それらの洗いものが終わって後ろを振り向くと、ユアは着替え終えていたけど凄くオロオロしていた。
「どうしたの?」
「な、何か手伝う事は……」
「もう干すだけだからもう少し待っていて」
「は、はい」
そう言って洗ったものを木の枝に干し終わると近くにユアがいた。あいかわらず視線が彷徨っているままだけど……。
「……そう言えば、下着を渡していなかったけど私の使っているものでもいい?」
「いいの?」
「ユアが嫌じゃなければいいけど?」
「……お願いします」
と言ったので渡すと木陰に行ってしばらくしたら戻って来た。
「その、ありがとう」
「どういたしまして」
「その、私も何かやった方が……あ、レーナちゃんのブーツは、私が洗いましょうか?」
ユアにそう言われて確かに洗っていないかも?と思った。でも、ユアにわざわざやらせることじゃないし……。
「自分で洗うからいいよ」
そう言って鍋に残っていた水を使ってブーツを洗ってから手も洗った。それからユアを見ると落ち着きのない感じで佇んでいた。さっきから落ち着きがないと言うのかどうしたのかな?とりあえず座りながらユアと話をしようかな?と思ったけど辺りは、水をたくさん使ったから水浸しなので少し移動してからウルフの毛皮を敷いてから座り隣にユアを呼んで座らせた。
「さっきから落ち着きがないけどどうしたの?」
「その……怒られるかと思って……」
なるほど、それで……でも、そこまでビクビクすることなのかな?
「私がそんなに怒ると思ったの?」
そう聞くと躊躇いながら頷いた。
「私そんなふうに見られているの?」
「え、いや、その、悪い事したら院長先生にたくさん怒られたから。だからレーナちゃんのもの沢山汚しちゃったから凄く怒られるのかと思って……」
孤児院では、結構厳しく教えられているのか。と思った。でも、今回の件は、ユアだけが悪いわけじゃないからなぁ……。

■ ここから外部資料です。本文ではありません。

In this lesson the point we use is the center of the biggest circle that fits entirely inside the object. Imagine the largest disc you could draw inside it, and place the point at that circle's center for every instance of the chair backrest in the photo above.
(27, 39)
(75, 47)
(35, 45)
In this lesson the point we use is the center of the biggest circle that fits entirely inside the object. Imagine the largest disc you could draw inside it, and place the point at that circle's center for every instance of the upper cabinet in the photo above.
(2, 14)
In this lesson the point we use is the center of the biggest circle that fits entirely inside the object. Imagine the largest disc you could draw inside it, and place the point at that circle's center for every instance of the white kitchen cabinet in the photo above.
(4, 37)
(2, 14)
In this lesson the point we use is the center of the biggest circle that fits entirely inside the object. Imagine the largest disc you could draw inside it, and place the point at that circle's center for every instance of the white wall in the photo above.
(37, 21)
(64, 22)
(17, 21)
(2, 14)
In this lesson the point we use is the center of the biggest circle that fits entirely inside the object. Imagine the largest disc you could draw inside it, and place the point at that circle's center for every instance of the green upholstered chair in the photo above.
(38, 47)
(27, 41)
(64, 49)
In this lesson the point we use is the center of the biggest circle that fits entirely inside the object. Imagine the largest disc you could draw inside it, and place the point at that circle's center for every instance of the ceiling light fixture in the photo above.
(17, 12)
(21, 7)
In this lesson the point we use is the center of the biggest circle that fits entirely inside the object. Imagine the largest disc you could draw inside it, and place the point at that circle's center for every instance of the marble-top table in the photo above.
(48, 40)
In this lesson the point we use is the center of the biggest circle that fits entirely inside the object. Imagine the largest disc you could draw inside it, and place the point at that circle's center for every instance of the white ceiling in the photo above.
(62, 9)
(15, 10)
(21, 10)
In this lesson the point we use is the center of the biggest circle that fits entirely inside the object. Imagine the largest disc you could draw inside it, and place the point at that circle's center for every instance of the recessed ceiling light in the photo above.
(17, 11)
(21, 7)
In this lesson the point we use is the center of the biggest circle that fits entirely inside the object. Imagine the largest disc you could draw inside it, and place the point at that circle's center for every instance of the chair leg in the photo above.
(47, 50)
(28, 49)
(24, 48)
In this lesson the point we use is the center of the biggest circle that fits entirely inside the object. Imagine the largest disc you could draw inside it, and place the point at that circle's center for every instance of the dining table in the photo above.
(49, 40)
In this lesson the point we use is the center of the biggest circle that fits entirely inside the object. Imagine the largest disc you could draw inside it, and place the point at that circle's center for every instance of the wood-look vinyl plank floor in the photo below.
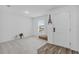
(54, 49)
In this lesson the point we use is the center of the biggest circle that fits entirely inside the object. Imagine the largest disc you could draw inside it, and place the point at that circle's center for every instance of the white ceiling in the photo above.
(34, 10)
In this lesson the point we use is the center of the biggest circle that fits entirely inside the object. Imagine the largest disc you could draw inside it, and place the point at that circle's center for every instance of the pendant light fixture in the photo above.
(49, 21)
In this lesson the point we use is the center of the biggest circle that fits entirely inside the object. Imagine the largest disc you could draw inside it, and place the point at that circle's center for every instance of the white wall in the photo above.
(35, 24)
(12, 24)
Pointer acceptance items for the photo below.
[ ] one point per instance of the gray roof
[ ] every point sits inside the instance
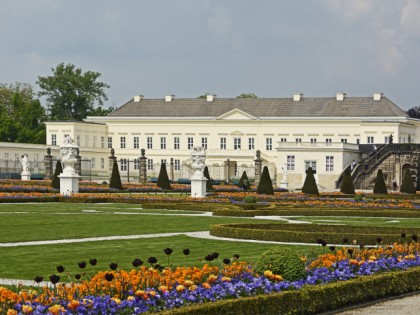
(261, 107)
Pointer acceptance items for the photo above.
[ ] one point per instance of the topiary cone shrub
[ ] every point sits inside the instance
(380, 187)
(407, 185)
(209, 184)
(281, 261)
(265, 186)
(55, 183)
(347, 186)
(163, 179)
(309, 186)
(115, 182)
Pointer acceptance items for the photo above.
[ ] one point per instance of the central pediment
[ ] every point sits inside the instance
(236, 114)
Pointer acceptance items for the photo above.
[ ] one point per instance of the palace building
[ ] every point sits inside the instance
(291, 134)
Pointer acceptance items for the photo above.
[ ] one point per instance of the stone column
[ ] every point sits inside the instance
(112, 159)
(48, 165)
(78, 165)
(142, 167)
(258, 166)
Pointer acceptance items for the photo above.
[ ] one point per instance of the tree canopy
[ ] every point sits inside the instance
(72, 94)
(21, 115)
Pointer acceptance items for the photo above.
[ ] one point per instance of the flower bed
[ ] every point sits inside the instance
(150, 290)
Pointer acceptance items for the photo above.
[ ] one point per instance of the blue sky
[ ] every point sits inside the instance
(189, 47)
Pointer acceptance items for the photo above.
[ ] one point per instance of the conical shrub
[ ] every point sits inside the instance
(209, 184)
(380, 186)
(407, 185)
(265, 186)
(55, 183)
(347, 186)
(163, 179)
(309, 186)
(115, 182)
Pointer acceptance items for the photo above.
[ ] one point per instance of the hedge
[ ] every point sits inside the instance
(313, 299)
(309, 233)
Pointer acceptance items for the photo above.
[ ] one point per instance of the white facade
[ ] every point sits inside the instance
(326, 143)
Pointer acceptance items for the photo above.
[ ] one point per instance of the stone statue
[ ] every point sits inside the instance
(25, 163)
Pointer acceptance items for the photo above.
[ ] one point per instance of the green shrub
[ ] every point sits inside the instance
(265, 186)
(209, 184)
(407, 185)
(347, 186)
(380, 187)
(115, 182)
(309, 186)
(55, 183)
(163, 179)
(281, 261)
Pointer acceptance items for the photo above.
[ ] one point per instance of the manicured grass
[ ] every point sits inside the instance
(28, 261)
(385, 222)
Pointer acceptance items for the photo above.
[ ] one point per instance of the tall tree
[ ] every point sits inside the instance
(72, 94)
(21, 114)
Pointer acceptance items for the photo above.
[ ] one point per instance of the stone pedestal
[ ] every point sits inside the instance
(198, 185)
(25, 176)
(69, 182)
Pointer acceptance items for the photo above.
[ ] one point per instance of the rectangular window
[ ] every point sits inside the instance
(136, 143)
(290, 162)
(123, 165)
(251, 143)
(176, 143)
(222, 143)
(163, 143)
(190, 143)
(122, 142)
(236, 143)
(269, 144)
(329, 163)
(204, 143)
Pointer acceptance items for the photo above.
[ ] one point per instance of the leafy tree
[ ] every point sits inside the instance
(265, 186)
(21, 115)
(72, 94)
(115, 181)
(347, 186)
(209, 184)
(380, 186)
(163, 179)
(407, 185)
(309, 186)
(414, 112)
(247, 95)
(55, 183)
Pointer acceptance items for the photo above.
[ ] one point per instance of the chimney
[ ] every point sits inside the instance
(210, 97)
(340, 96)
(169, 97)
(138, 98)
(297, 97)
(377, 96)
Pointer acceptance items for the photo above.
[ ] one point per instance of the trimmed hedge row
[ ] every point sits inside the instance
(309, 233)
(313, 299)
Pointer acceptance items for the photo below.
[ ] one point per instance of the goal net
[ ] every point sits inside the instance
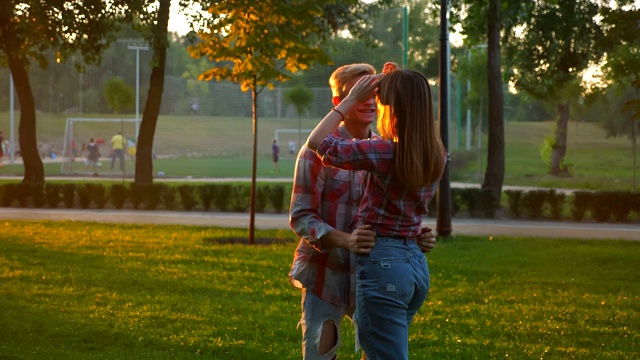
(79, 132)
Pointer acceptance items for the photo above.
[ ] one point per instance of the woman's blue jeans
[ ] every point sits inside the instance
(392, 283)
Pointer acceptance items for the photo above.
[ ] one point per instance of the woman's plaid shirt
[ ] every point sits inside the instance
(392, 208)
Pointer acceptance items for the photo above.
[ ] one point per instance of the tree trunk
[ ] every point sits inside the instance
(144, 150)
(494, 175)
(560, 145)
(33, 168)
(252, 206)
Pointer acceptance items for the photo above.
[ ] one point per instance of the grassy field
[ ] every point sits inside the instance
(73, 290)
(222, 147)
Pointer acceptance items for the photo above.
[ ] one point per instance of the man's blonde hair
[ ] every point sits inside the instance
(344, 74)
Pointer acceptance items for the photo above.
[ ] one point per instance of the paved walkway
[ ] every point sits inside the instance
(482, 227)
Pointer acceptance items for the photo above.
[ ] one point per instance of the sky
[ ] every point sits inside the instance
(178, 23)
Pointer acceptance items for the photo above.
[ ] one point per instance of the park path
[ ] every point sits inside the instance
(460, 226)
(480, 227)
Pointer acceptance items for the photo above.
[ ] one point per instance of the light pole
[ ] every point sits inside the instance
(443, 223)
(137, 49)
(12, 140)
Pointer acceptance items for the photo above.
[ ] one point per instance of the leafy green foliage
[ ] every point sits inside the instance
(119, 95)
(300, 97)
(253, 44)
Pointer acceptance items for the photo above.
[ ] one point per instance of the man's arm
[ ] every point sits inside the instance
(360, 241)
(427, 240)
(306, 199)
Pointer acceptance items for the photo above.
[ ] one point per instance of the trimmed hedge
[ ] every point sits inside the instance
(619, 206)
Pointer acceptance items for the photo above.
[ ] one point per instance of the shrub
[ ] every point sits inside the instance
(622, 202)
(556, 202)
(206, 193)
(36, 191)
(169, 197)
(222, 196)
(68, 195)
(84, 195)
(515, 197)
(118, 195)
(7, 194)
(600, 205)
(240, 197)
(136, 194)
(580, 205)
(469, 197)
(487, 201)
(152, 194)
(22, 192)
(262, 194)
(99, 195)
(533, 202)
(52, 192)
(276, 196)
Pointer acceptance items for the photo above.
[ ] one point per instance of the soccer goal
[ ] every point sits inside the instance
(79, 131)
(291, 139)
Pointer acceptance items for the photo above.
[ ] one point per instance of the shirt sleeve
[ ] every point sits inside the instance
(306, 197)
(373, 155)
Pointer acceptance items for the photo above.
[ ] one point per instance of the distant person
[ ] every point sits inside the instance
(1, 147)
(131, 149)
(117, 149)
(93, 156)
(195, 106)
(275, 152)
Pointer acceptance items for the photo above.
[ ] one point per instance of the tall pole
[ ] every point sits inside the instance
(443, 225)
(12, 150)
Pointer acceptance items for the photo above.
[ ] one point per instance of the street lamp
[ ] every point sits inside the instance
(137, 49)
(443, 223)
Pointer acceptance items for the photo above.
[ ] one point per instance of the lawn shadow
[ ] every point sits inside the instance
(245, 241)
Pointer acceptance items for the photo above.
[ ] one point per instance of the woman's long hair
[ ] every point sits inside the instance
(405, 115)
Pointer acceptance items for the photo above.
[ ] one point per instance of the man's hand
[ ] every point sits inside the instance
(426, 240)
(389, 67)
(362, 240)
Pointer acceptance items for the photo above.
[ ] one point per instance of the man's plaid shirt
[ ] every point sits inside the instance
(392, 208)
(324, 199)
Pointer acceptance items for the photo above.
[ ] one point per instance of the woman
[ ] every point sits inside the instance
(404, 169)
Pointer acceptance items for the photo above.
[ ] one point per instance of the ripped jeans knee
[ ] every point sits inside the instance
(320, 327)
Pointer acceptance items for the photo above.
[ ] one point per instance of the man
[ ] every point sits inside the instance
(117, 149)
(323, 203)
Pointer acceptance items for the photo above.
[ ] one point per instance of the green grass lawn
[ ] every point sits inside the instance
(222, 147)
(71, 290)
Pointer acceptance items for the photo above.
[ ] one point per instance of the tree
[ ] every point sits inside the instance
(301, 98)
(549, 52)
(485, 21)
(28, 31)
(119, 95)
(258, 43)
(622, 45)
(153, 25)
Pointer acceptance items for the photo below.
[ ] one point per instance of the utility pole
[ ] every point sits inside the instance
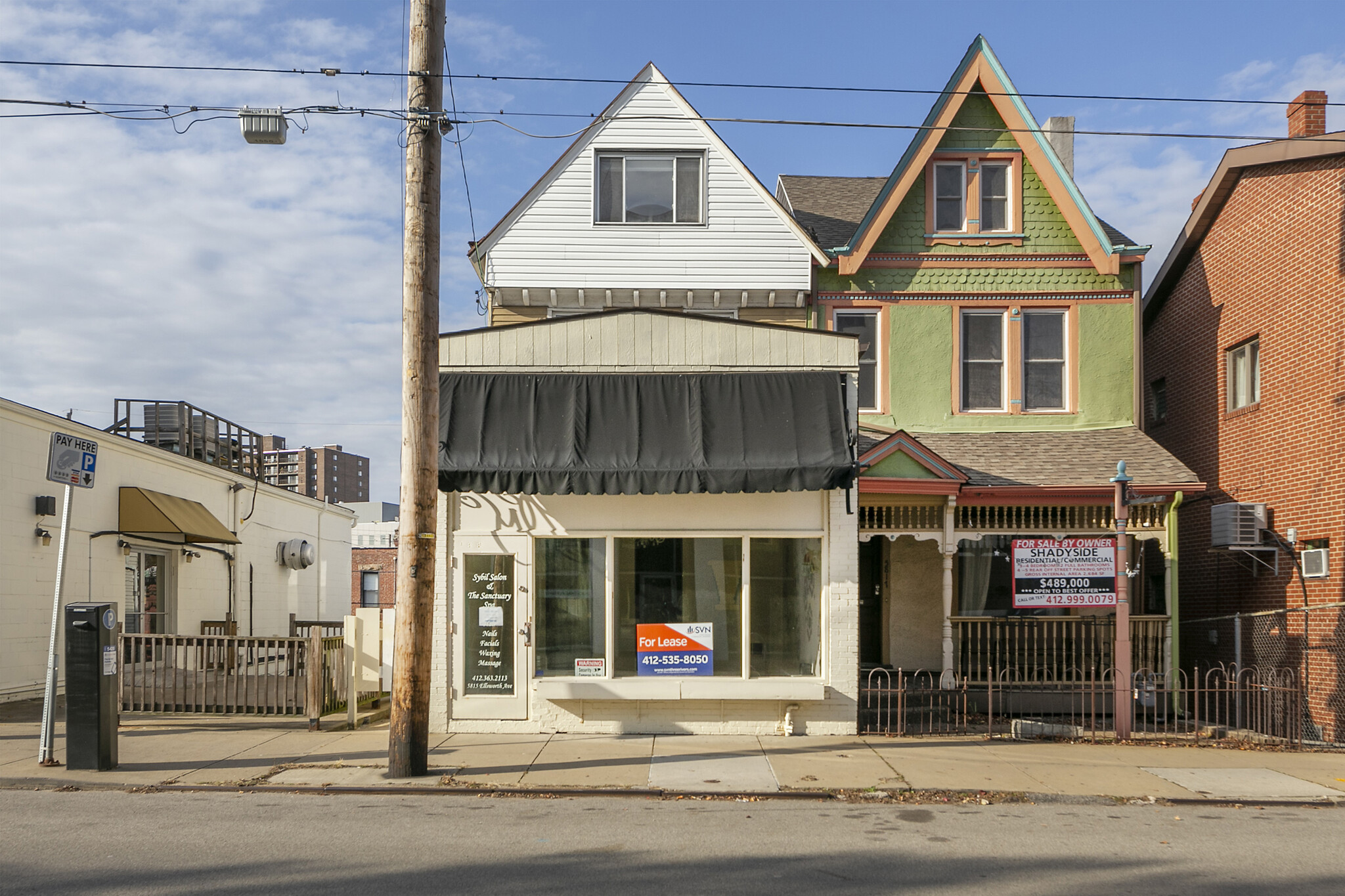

「今回の件は、その、ユアだけが悪いわけじゃないから。私も悪いからごめんね?」
「そ、そんなことないよ」
「でも、昨日ユアは、凄い薄着で寝ていたじゃない。私がそのことに気がついていたら、こんなことにならなかったかもしれないから」
「そ、そんなことないよ!私の為にいろいろしてくれたからレーナちゃんが気にするようなことでも……」
「でも、寒かったでしょ?」
そう言うとユアが俯きながらコクリと頷いた。
「だから朝の件は気にしてないから。今回の件は、お互い様ってことにしない?」
「……いいの?」
と躊躇いがちに聞いて来たユアに私が頷くとユアが抱き付いて来た。
「おぉ!?」
「ごめんなさい。今度からは、気をつけるから嫌わないで欲しいの」
と涙ながらにそんなことを言って来た。そんなことで嫌ったりしないのに、ユアはそのことを気にしていたみたい。
「そんなことで嫌いにならないから。ほら、元気だして?」
と言いながらユアを慰めていた。